The problem I had with that method JDW81 was it was much more work and effort than simply chilling.


----------



## lukiferj (14/1/15)

acarey said:


> I do intend to do regular no chill with brews that have less complex hop schedules


I have made heaps of very hoppy beers using no chill. It's a bit of trial and error getting the timings right but by using a combination of kettle, cube and keg hopping, I have made beers as hoppy as anything else I've tasted. As with anything home brew related ymmv, but it's really no different to getting your system dialled in to your brew software. Just another thing to think about. I used to do the miniboil but find with cube hopping, I get as good results with much less mucking around.


----------



## JDW81 (14/1/15)

Parks said:


> The problem I had with that method JDW81 was it was much more work and effort than simply chilling.


I don't find it that much effort, it just takes half hour when you decide to ferment.

I guess it comes down to your brewing and chilling processes.

Works well for me, but like most things, may not be as suitable for others.

JD


----------



## VP Brewing (19/1/15)

Whatever you do, don't use these. Got them because they were the only ones that say HDPE on the label. During the mash I had a whiff inside and noticed a strong plastic smell so boiled the kettle about 5 times to rinse and and another rinse with starsan. I thought the smell was gone but once it went in the fermenter the next day I could smell it in the beer. I leave it ferment out to see if it goes. Will be taking them back that's for sure. Even if I was just putting drinking water in them I doubt it would be drinkable. Should have gone the cheaper willow ones.


----------



## manticle (19/1/15)

Nearly bought one yesterday. Got the blue bunnings version instead.
Just pitched yeast - hope it's ok.


----------



## VP Brewing (19/1/15)

I boiled 50L of water this arvo and filled them up to let them sit overnight.


----------



## Blind Dog (19/1/15)

Personally I no chill for convenience and to save water as I couldn't reclaim cooling water easily. Adding hops at flameout (15 min boil in beersmith) and in the cube (20 min steep) with the wort transferred at about 80C - 85C to a cube sanitised with starsan and rinsed with a couple of litres of boiling water, works for me. I love a heap of hop flavour and aroma and found this method works

Not sure I'd trust transferring cooled wort in a sanitised cube though as I'd be worried about possible infection and possible oxidation


----------



## brewermp (20/1/15)

manticle said:


> Nearly bought one yesterday. Got the blue bunnings version instead.
> Just pitched yeast - hope it's ok.


Hey manticle I use the green and blue from bunnings no problems. Only issue I have is now that I've warped the jerrys and I can't make markings for wort levels. 

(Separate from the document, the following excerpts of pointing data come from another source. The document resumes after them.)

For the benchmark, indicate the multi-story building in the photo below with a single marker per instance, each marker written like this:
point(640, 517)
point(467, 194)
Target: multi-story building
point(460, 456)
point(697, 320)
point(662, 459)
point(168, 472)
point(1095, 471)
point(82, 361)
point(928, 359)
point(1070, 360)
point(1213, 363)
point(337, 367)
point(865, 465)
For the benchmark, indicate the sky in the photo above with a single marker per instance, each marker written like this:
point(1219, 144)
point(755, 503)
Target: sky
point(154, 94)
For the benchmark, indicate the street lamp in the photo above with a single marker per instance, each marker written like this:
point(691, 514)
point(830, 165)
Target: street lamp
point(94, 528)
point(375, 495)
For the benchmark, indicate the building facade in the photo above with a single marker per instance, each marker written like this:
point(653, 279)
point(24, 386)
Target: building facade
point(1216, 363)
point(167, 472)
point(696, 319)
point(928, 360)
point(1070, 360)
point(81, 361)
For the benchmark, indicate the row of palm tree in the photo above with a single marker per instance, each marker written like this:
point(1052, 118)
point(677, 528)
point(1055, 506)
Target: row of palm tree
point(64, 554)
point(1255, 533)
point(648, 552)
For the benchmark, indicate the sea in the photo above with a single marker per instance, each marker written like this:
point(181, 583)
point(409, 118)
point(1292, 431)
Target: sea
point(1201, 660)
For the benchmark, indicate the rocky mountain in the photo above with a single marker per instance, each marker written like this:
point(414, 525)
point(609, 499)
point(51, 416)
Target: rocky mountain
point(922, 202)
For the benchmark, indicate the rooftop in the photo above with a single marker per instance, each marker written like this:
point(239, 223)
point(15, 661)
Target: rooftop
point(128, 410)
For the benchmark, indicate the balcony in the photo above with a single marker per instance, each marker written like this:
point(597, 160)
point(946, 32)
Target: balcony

So what I've done now is bought another blue jerry, I no chill in the green then transfer to the unwarped blue the next day. Just my way of doing it. I boiled hot water in each of them and let them sit for a day to ensure no off flavours went in them.


----------



## Brew Forky (24/1/15)

longlostbelgian said:


> ImageUploadedByAussie Home Brewer1421663974.163637.jpg
> 
> Whatever you do, don't use these. Got them because they were the only ones that say HDPE on the label. During the mash I had a whiff inside and noticed a strong plastic smell so boiled the kettle about 5 times to rinse and and another rinse with starsan. I thought the smell was gone but once it went in the fermenter the next day I could smell it in the beer. I leave it ferment out to see if it goes. Will be taking them back that's for sure. Even if I was just putting drinking water in them I doubt it would be drinkable. Should have gone the cheaper willow ones.


Same story with a 20L HDPE opaque cube I bought, except I thought it wise not to put beer into it after trying to clean it like you did and smelling it again the day after. I wouldn't drink water from that cube. Cubes ain't cubes it seems. Probably best to buy tried and tested. The blue Bunnings number is fine from personal experience.


----------



## Kingy (25/1/15)

I always fill my new cubes and fermenters with water and let sit overnight then replace the water and let sit again. Takes about 3 days for the plastic smell to dissappear.


----------



## squirt in the turns (25/1/15)

brewermp said:


> Hey manticle I use the green and blue from bunnings no problems. Only issue I have is now that I've warped the jerrys and I can't make markings for wort levels.
> 
> So what I've done now is bought another blue jerry, I no chill in the green then transfer to the unwarped blue the next day. Just my way of doing it. I boiled hot water in each of them and let them sit for a day to ensure no off flavours went in them.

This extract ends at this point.